Two prominent MPs have been accused of playing "party politics" on the issue of mental health instead of uniting to tackle the problem, after a Labour MP took a swipe at Lib Dem Norman Lamb over his record on the issue.
Luciana Berger, the shadow minister for mental health, demanded Lamb explain his contribution to improving the situation while in office, on the day it was revealed unexpected deaths of mental health patients have risen by more than a fifth over the last three years.
She quizzed him on his two-and-a-half year tenure as health minister, which covered the period most of today's shocking statics relate to.
— Luciana Berger (@lucianaberger) January 25, 2016
Lamb rebutted that he had pushed for greater access to services for mental health patients as those with physical ailments, a policy neglected by Labour during the party's 13 years in power.
.@lucianaberger I fought to introduce the same rights of access for those with mental ill health as Labour introduced for all others.— Norman Lamb (@normanlamb) January 25, 2016
But the pair were scolded for their social media spat, many people frustrated at the parliamentary heavyweights attacking one another instead of combining their energies to urgently address the rise in total number of deaths from 1,412 in 2012/13 to 1,713 in 2014/15.
One Lib Dem councillor wrote to them both, imploring: "Stop playing party politics - work together. You clear both care passionately about [mental health] issues. Hold [the government] to account."
Lamb had earlier suggested the increase in deaths of mental health patients was linked to cuts to NHS funding which had fallen less heavily on physical health care, telling the BBC's 'Today' programme: "Something has to give and it's always mental health."
"If you have a physical health problem you have a right to get treatment on time. If you have a mental problem you have no such right."
Berger, Labour's first shadow minister specifically for mental health, also responded to the news by telling The Guardian: “These shocking figures raise serious concerns about the future of our mental health services.
“At a time when there is growing demand and staff are being asked to do more for less, cuts to the number of nurses working in mental health are completely unacceptable.”

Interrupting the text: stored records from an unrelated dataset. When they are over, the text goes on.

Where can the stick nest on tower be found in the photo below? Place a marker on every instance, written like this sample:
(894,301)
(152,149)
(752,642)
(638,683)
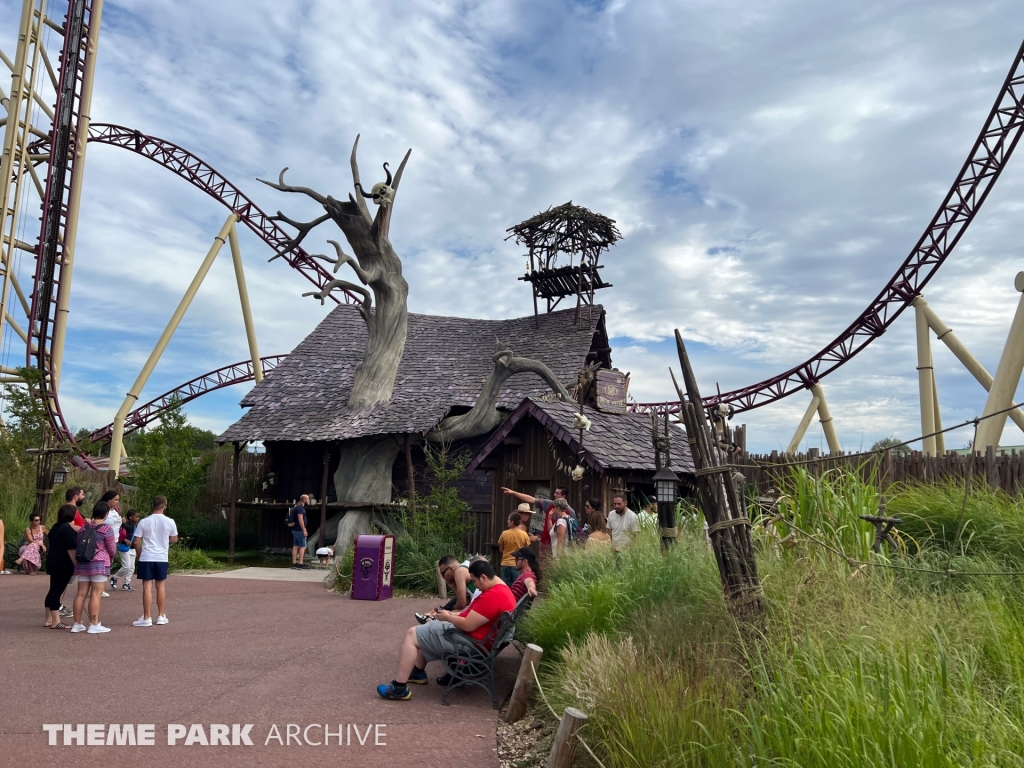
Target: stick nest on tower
(565,228)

There were 8,139 "serious" incidents recorded across 58 mental health trusts in the last year by NHS England in 2014-15, an increase of a third on two years ago.
The number of serious incidents went from 6,074 in 2012-13 and 7,345 in 2013-14.

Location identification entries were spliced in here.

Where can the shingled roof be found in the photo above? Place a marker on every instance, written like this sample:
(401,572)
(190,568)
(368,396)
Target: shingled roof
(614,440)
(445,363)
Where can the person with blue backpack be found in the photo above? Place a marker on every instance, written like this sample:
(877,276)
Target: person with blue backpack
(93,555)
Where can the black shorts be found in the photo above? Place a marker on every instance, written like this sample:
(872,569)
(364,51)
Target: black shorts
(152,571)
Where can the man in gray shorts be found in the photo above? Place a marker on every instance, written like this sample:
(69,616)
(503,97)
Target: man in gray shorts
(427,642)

An NHS England spokesman told HuffPost UK that the framework for reporting incidents had changed during the period and this might affect the data.
He said: "Reporting of incidents is intentionally up right across the NHS, including mental health, as part of our national effort to encourage transparency and a culture of learning.
"That's the lesson from the airlines - openness is a precondition for safety and improvement. That's as true for mental health services as it is for maternity care or surgical operations."